The largest so far populational study of MGUS and clinically diagnosed polyneuropathy found a prevalence of polyneuropathy in MGUS to be 6.5% compared to 2.8% in the normal age matched population (167). Prevalence of polyneuropathy in MGUS is thought to be more in the range of 15% to 20%, suggesting that clinical diagnosis of polyneuropathy underestimates true prevalence. MGUS conferred a 2.7 times higher risk to develop polyneuropathy compared to controls. The presence of polyneuropathy in a patient with MGUS is associated with a 2.9 times higher risk for progression to primary amyloidosis and 82% of this progression occurs in the first year after the diagnosis of polyneuropathy. Polyneuropathy was associated with 1.3 times higher risk of death in a patient with MGUS.
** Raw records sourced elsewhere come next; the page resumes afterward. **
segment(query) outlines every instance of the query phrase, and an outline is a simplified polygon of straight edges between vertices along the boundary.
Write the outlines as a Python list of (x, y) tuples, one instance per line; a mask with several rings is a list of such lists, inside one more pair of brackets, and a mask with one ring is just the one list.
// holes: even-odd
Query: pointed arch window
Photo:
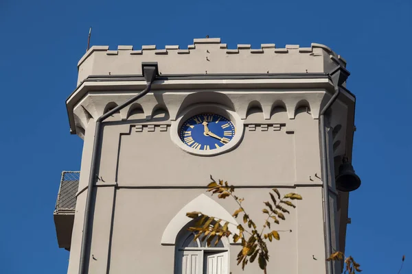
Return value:
[(186, 226), (178, 236), (176, 252), (176, 274), (229, 274), (229, 242), (225, 238), (210, 247), (206, 240), (197, 238)]

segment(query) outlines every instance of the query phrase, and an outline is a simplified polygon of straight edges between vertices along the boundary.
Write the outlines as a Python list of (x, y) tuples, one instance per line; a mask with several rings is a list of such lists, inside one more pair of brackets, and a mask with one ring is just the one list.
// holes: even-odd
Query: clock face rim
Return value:
[[(235, 134), (227, 144), (218, 149), (210, 150), (194, 149), (183, 143), (180, 138), (180, 129), (183, 123), (190, 118), (201, 113), (214, 113), (221, 115), (230, 121), (235, 127)], [(170, 138), (181, 149), (190, 154), (197, 156), (214, 156), (229, 152), (240, 144), (243, 137), (243, 121), (239, 115), (227, 106), (218, 103), (196, 103), (183, 110), (179, 113), (170, 125)]]
[(207, 112), (185, 120), (179, 134), (181, 141), (189, 147), (197, 150), (215, 150), (227, 145), (236, 132), (236, 127), (230, 119)]

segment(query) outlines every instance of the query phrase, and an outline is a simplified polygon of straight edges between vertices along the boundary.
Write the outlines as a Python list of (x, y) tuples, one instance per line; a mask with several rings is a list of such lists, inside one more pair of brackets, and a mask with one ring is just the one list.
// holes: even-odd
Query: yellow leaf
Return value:
[(204, 229), (209, 227), (209, 225), (210, 225), (210, 224), (211, 223), (213, 220), (214, 220), (214, 218), (209, 217), (209, 219), (206, 221), (206, 223), (205, 223), (205, 224), (203, 225), (203, 226), (202, 227), (203, 227)]
[(259, 258), (258, 258), (258, 262), (259, 262), (259, 267), (260, 269), (265, 269), (266, 266), (266, 261), (262, 253), (259, 254)]
[(292, 202), (290, 201), (281, 201), (280, 202), (282, 203), (285, 203), (289, 206), (291, 206), (293, 208), (296, 208), (296, 206), (295, 206), (293, 203), (292, 203)]
[(242, 226), (242, 225), (238, 225), (237, 227), (238, 229), (239, 229), (239, 231), (240, 232), (240, 233), (243, 232), (244, 231), (244, 229), (243, 228), (243, 227)]
[(230, 193), (228, 192), (227, 191), (223, 191), (222, 193), (220, 193), (218, 195), (218, 197), (220, 198), (220, 199), (225, 199), (228, 196), (230, 196)]
[(236, 210), (236, 211), (235, 211), (235, 212), (233, 213), (233, 214), (232, 216), (235, 216), (235, 218), (237, 218), (239, 213), (242, 212), (242, 211), (243, 211), (243, 209), (242, 209), (242, 208), (238, 208), (238, 210)]
[(268, 227), (271, 228), (271, 223), (266, 221), (266, 225), (268, 226)]
[(292, 200), (301, 200), (302, 197), (297, 193), (288, 193), (285, 195), (285, 198), (289, 198)]
[(244, 256), (246, 256), (249, 250), (250, 250), (250, 249), (249, 247), (243, 247), (243, 249), (242, 249), (242, 254)]
[(218, 184), (216, 184), (216, 182), (212, 182), (211, 183), (209, 183), (207, 185), (207, 188), (216, 188), (216, 186), (218, 186)]
[(239, 240), (240, 238), (240, 237), (239, 237), (239, 235), (238, 235), (238, 234), (233, 235), (233, 242), (236, 242), (237, 241)]
[(252, 255), (251, 256), (251, 262), (253, 262), (255, 261), (255, 259), (256, 258), (256, 256), (258, 256), (258, 254), (259, 254), (259, 249), (256, 249), (255, 251), (255, 253), (253, 253), (253, 255)]
[(225, 223), (225, 225), (223, 225), (223, 227), (222, 227), (222, 230), (227, 232), (228, 225), (229, 225), (229, 222)]
[(275, 223), (276, 223), (277, 224), (279, 225), (279, 220), (277, 220), (277, 219), (276, 219), (276, 217), (275, 216), (271, 216), (271, 218), (272, 218), (273, 219), (273, 221)]
[[(341, 252), (341, 251), (336, 251), (335, 253), (333, 253), (330, 255), (330, 256), (326, 259), (327, 261), (335, 261), (335, 260), (343, 260), (343, 258), (345, 257), (343, 253)], [(349, 262), (350, 259), (348, 258), (347, 260), (345, 260), (345, 262), (346, 264), (347, 264), (347, 262)]]
[(280, 236), (279, 235), (279, 233), (277, 233), (277, 231), (273, 230), (272, 232), (272, 235), (273, 235), (273, 238), (275, 238), (276, 240), (280, 240)]
[(271, 199), (272, 199), (273, 204), (275, 205), (276, 204), (276, 199), (275, 199), (275, 196), (271, 192), (269, 192), (269, 195), (271, 195)]
[(217, 229), (218, 228), (219, 228), (219, 225), (220, 225), (220, 219), (218, 219), (216, 221), (216, 223), (215, 223), (214, 226), (213, 227), (214, 229)]
[(280, 193), (279, 192), (277, 188), (273, 188), (272, 190), (275, 191), (275, 192), (276, 192), (277, 195), (277, 198), (280, 199)]
[(186, 216), (188, 216), (189, 218), (192, 218), (192, 219), (195, 219), (197, 218), (199, 214), (201, 214), (202, 212), (200, 212), (198, 211), (193, 211), (192, 212), (187, 212), (186, 213)]

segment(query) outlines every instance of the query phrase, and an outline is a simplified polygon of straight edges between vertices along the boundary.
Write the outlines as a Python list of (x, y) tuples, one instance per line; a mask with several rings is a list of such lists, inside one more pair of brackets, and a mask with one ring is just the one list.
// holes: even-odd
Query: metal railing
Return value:
[(76, 195), (79, 188), (80, 171), (63, 171), (56, 202), (55, 213), (63, 213), (76, 209)]

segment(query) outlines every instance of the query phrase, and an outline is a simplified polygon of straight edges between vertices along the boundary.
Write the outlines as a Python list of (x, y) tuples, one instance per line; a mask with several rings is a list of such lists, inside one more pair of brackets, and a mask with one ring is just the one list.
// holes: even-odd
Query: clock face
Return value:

Historically, the reported prevalence of peripheral neuropathy in patients with any type of nonmalignant monoclonal gammopathy varies greatly due to definitions of polyneuropathy and hematology versus neurology center data. A population-based study examined sera from over 17,000 residents of Olmstead County, Minnesota, for the presence of an M protein. This large study confirmed an association between MGUS and both chronic inflammatory demyelinating polyneuropathy (CIDP relative risk 5.9; 95% CI, 1.2-28.4) and autonomic neuropathy (relative risk 3.2; 95% CI, 1.3-8.3), but it did not find a correlation between MGUS and other forms of peripheral neuropathy (12). There remains some uncertainty as to the pathogenic relationship between nonmalignant monoclonal gammopathy and various forms of peripheral neuropathy.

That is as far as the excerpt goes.